Levantar cargas de alta intensidade (alto peso) ou realizar os movimentos rapidamente de caras menores aumentam a força e tamanho (hipertrofia) dos músculos da forma parecida, indicam pesquisas da Escola de Educação Física e Esporte da USP.

Para ganhar massa muscular, os treinadores geralmente recomendam treinos de força (cargas em torno de 70 a 85% do peso máximo que o praticante levanta, de 6 a 12 repetições). Porém, não é comum prescrever treinos de potência (cargas de 30 a 60% da máxima, de 4 a 8 repetições).

Em curto prazo estudos mostram que os resultados são semelhantes estatisticamente. Nos jovens acompanhados, o treino de potência fez com que a espessura das fibras musculares aumentasse, em média, 14% e a força, 17%. Já naqueles que fizeram o treino de força, o aumento foi de 24% e 22%, respectivamente.

Nos idosos com treino de potência, o crescimento foi de 3,9% e 33,8%. Nos que fizeram o treino de força, os músculos aumentaram 5,5% e a força 42,7%.

Segundo os pesquisadores, os resultados entre os treinos são estatisticamente semelhantes, não diferindo quanto as resultados para aumento do tamanho da fibra ou da força.

Com o exercício, as fibras musculares aumentam de volume, já que a tensão ativa a fabricação de novas proteínas dentro do músculo. Além disso, há crescimento da força do músculo estimulado.

Os dados com idosos foram obtidos em 2008, durante o mestrado da educadora física Lilian Walerstein, e os com jovens em 2006, durante o mestrado do bacharel em esporte Leonardo Lamas.

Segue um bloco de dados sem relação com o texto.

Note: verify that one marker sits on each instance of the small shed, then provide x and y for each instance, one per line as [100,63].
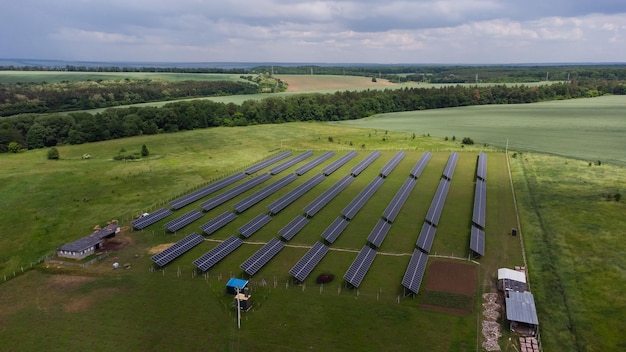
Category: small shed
[233,285]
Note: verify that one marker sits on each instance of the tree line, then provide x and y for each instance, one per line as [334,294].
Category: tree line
[37,131]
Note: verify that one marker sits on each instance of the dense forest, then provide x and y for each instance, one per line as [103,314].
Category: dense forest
[44,130]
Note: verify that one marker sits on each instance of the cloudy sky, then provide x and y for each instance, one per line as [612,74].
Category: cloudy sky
[337,31]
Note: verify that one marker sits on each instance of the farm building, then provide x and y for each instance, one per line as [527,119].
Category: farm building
[511,280]
[88,245]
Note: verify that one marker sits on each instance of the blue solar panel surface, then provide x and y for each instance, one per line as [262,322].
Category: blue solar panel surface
[287,164]
[392,210]
[359,267]
[379,232]
[360,167]
[212,257]
[262,256]
[436,206]
[218,222]
[263,164]
[150,219]
[234,192]
[313,163]
[426,237]
[339,163]
[307,263]
[263,193]
[391,164]
[323,199]
[282,202]
[420,165]
[254,225]
[293,227]
[335,229]
[183,220]
[178,249]
[415,271]
[359,201]
[205,191]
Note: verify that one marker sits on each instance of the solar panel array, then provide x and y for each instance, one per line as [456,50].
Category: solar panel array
[339,163]
[177,249]
[436,206]
[477,240]
[183,220]
[426,237]
[415,271]
[262,256]
[379,232]
[150,219]
[293,227]
[234,192]
[359,267]
[480,203]
[323,199]
[420,165]
[263,193]
[265,163]
[392,210]
[282,202]
[284,166]
[335,229]
[359,201]
[365,163]
[212,257]
[307,263]
[481,170]
[218,222]
[205,191]
[391,164]
[313,163]
[450,165]
[254,225]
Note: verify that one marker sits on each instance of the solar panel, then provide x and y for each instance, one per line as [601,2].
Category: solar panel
[265,163]
[426,237]
[359,201]
[212,257]
[313,163]
[293,227]
[284,166]
[477,241]
[254,225]
[263,193]
[339,163]
[392,210]
[177,249]
[282,202]
[205,191]
[436,206]
[218,222]
[480,203]
[416,171]
[359,267]
[415,271]
[262,256]
[307,263]
[335,229]
[481,169]
[365,163]
[379,232]
[323,199]
[450,165]
[234,192]
[386,170]
[151,218]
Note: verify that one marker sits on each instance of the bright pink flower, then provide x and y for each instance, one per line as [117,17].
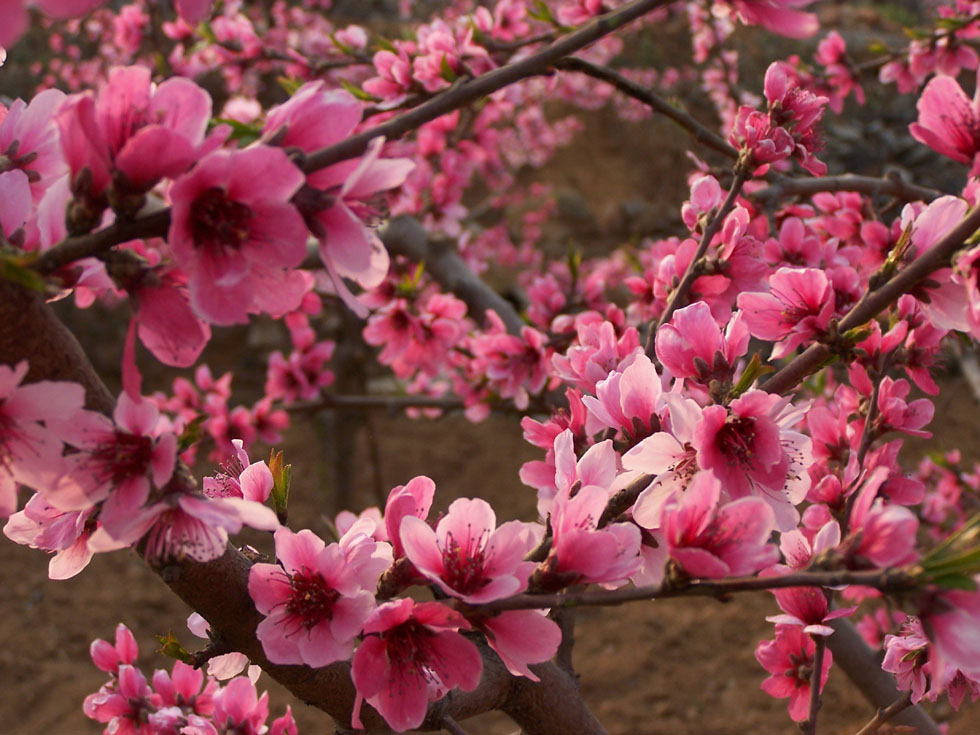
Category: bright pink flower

Lilian submeteu 56 idosos a exercícios por 16 semanas, e Leonardo, 29 jovens, por 12 semanas. Lamas retirou, com uma agulha (biópsia), amostras de fibras musculares dos jovens para avaliar o seu crescimento. Já Lilian utilizou a ressonância magnética para avaliar a hipertrofia.

Na prática, a aplicação de um ou outro método é indiferente, em curto prazo (8 semanas). A alteração de força ou potência durante o período de treinamento (macrociclo) pode ser importante para ganhos contínuos, já que com o tempo de treino vem a adaptação ao estímulo e a alteração do método pode ser mais eficaz que o aumento de carga.